Bang Woobin meletakkan sepiring besar tumisan daging yang dicampur paprika, sedikit sayuran dan bawang bombay yang asapnya masih mengepul di atas meja. Lalu ia meletakkan sepiring omelet gulung dan kimchi. Ini... sempurna!

"Selamat makan!" seru Seongmin dan Taeyoung bersamaan ketika Bang Jungmo memberikan masing-masing semangkuk nasi pada mereka. Mereka langsung makan dengan cepat.

"Enak banget ya ampun! Berasa di surga akutuh!" puji Taeyoung.

"Makanya nggak usah komen dari tadi! Makanan Bang Woobin tuh nggak ada duanya tau!" cibir Seongmin.

"Iya!" balas Taeyoung kemudian melanjutkan makan.

"Yunhee makan juga," ucap Bang Woobin sambil mengusap puncak kepalaku.
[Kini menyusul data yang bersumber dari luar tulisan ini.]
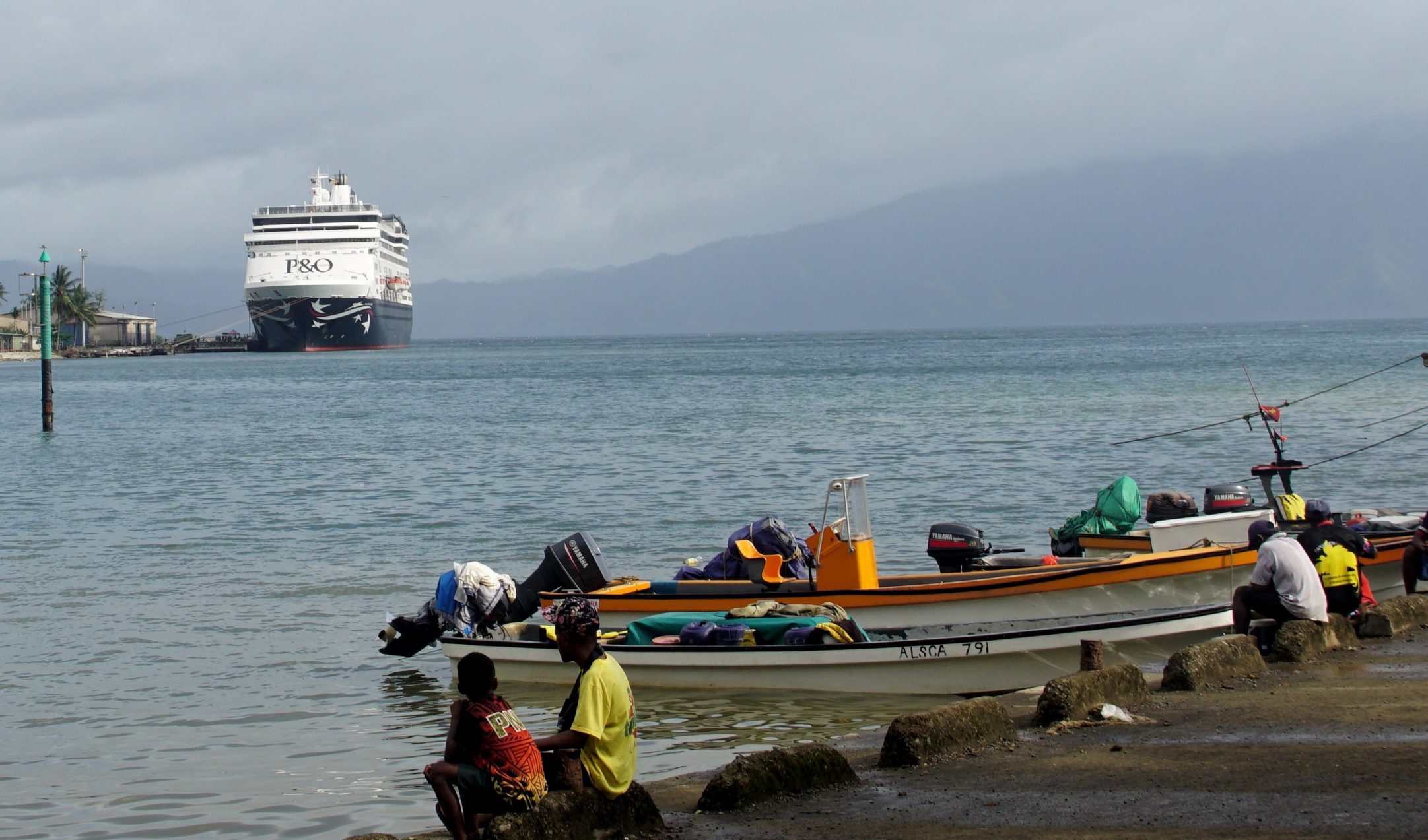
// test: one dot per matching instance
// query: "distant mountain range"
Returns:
(1330, 232)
Aku mengangguk lalu mulai ikut makan.

"Yang ini enak banget, Bin. Resepnya udah ditulis?" tanya Bang Jungmo.

"Udah. Tapi tadi ada yang gue tambahin dikit jadi nanti gue perbaikin dulu resepnya," balas Bang Woobin. Bang Jungmo mengangguk.

"Resep? Resep buat apaan, Bang?" tanyaku.

"Buat kafenya Woobin," jawab Bang Jungmo.

"Loh, Abang jadi mau buka kafe?" tanyaku.

"Rencananya gitu, Yun. Tapi masih banyak yang harus Abang siapin jadi kayaknya belum dalam waktu dekat," jawab Bang Woobin sambil tersenyum lembut.

"Wah. Kalo Bang Woobin buka kafe sih ntar aku ajakin semua temen-temenku buat nongkrong di sana. Bakal ada wifinya kan, Bang?" tanya Taeyoung.

"Kalo itu pasti, sih," jawab Bang Woobin.

"Sip!" sahut Taeyoung.

"Tapi temen lu bukan yang tipe beli kopi segelas terus nongkrong pake wifi seharian kan, Tae?" tanya Seongmin.

"Ya enggak, lah! Di rumah mereka masing-masing juga ada wifi kali!" protes Taeyoung.

"Oke kalo gitu boleh," balas Seongmin tenang sambil menyendokkan nasi ke mulutnya.

"Kalian ini, kafenya juga belum ada, udah debat aja," ucap Bang Jungmo sambil mengeleng-gelengkan kepalanya.

"Persiapan aja, Bang," balas Seongmin.

"Udah, nggak usah berantem lagi. Habisin makanannya, ntar keburu dingin," ucap Bang Woobin menengahi. Dua bungsu pun mengangguk dan melanjutkan makan.

***

"Yun," ucap Minhee saat memasuki kamarku. Ia langsung melangkah mendekatiku dan naik ke tempat tidur. Ia memeluk pinggangku dan meletakkan kepalanya di atas pangkuanku yang tertutup selimut. Wajahnya tidak terlihat karena tertutup rambut tebal hitamnya.